Sukh Nat, our Head of Retail and Wholesale, gives his take on the results of the latest Trade Barometer in relation to UK retailers and wholesalers.


The UK’s retailers and wholesalers are displaying continued resilience. Despite enduring a softening period for the sector, more than two-thirds (70%) of companies in the industry are confident or very confident their businesses will grow over the next three years, the latest edition of the Santander Trade Barometer reveals. More than three-quarters (79%) expect to take on staff over the next 12 months, while almost as many (74%) anticipate investing in product development.

This optimism reflects the hard work retailers and wholesalers have put into sustaining growth in the face of some challenging headwinds. They have had to confront the changing behaviours of consumers who increasingly shop online. The decline in the value of the pound in 2017 raised sourcing costs. Higher business rates and the introduction of the national living wage have added to the pressure. But the sector has emerged stronger, more innovative and more broad-based.

Trading overseas

In particular, many retailers and wholesalers have seized the opportunities presented by international markets.

The Trade Barometer shows that 59% of businesses in the sector already sell goods or services outside of the UK; 55% of companies plan to expand their overseas sales over the next 12 months.

This makes sense, providing the sector with a means to diversify as well as to drive growth. To take just one small example, businesses in the toys and baby goods market have noticed a slowdown in consumer demand in the UK in recent months; but for firms with a presence in China, this has been more than compensated for by a rise in sales following the Chinese government’s abolition of the one-child rule.
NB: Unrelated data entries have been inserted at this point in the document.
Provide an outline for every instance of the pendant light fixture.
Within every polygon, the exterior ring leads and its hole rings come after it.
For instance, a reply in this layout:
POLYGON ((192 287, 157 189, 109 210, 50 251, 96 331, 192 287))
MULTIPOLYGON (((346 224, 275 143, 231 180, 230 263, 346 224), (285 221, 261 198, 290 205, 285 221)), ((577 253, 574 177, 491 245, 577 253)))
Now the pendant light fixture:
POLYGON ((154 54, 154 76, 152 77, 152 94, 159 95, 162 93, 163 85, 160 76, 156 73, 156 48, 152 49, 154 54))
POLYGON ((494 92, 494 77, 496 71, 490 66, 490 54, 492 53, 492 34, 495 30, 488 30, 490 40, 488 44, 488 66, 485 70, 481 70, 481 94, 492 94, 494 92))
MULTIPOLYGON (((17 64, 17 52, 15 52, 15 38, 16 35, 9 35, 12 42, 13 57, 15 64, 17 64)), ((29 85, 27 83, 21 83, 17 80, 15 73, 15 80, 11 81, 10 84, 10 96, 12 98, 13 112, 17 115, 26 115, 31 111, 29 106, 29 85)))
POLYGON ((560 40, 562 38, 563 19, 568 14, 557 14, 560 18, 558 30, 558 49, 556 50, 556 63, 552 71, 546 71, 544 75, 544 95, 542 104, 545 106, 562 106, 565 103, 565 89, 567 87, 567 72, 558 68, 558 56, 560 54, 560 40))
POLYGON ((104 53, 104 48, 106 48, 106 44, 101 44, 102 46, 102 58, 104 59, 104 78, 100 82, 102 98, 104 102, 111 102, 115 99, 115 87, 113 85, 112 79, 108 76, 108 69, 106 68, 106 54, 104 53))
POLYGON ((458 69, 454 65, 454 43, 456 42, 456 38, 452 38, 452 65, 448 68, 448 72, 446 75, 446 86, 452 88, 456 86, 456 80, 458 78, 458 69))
In a market environment where retailers and wholesalers still face significant threats, de-risking will be an important strategy. Currently, 51% of businesses in the sector are concerned a slowdown in the UK economy could negatively impact them over the year ahead, while 48% are concerned about the potential fall-out of a rise in UK interest rates. Any squeeze on the incomes of UK consumers will make international sales even more valuable.

Planning ahead of Brexit

Then there is the question of Brexit, a risk that looms large for 47% of retailers and wholesalers. Preparing for Brexit in the face of so many unknowns is tough for a sector at the end of the economic value chain, which may explain why only 32% of retailers and wholesalers have made plans for the UK’s departure from the European Union – fewer than in any other sector except mining in the Trade Barometer. Businesses face an anxious wait for clarity on whether tariffs will be introduced on cross-border trade with the EU, how frictionless that trade will be, access to labour and the legal and regulatory environment post-Brexit.

Still, Brexit will bring new opportunities too. For example, new trade deals with large economies such as India and China could see tariffs reduced, boosting sales and reducing supply chain costs. Again, for retailers and wholesalers that are sufficiently brave and ambitious to look globally for trade and sales growth, there is reason to be optimistic.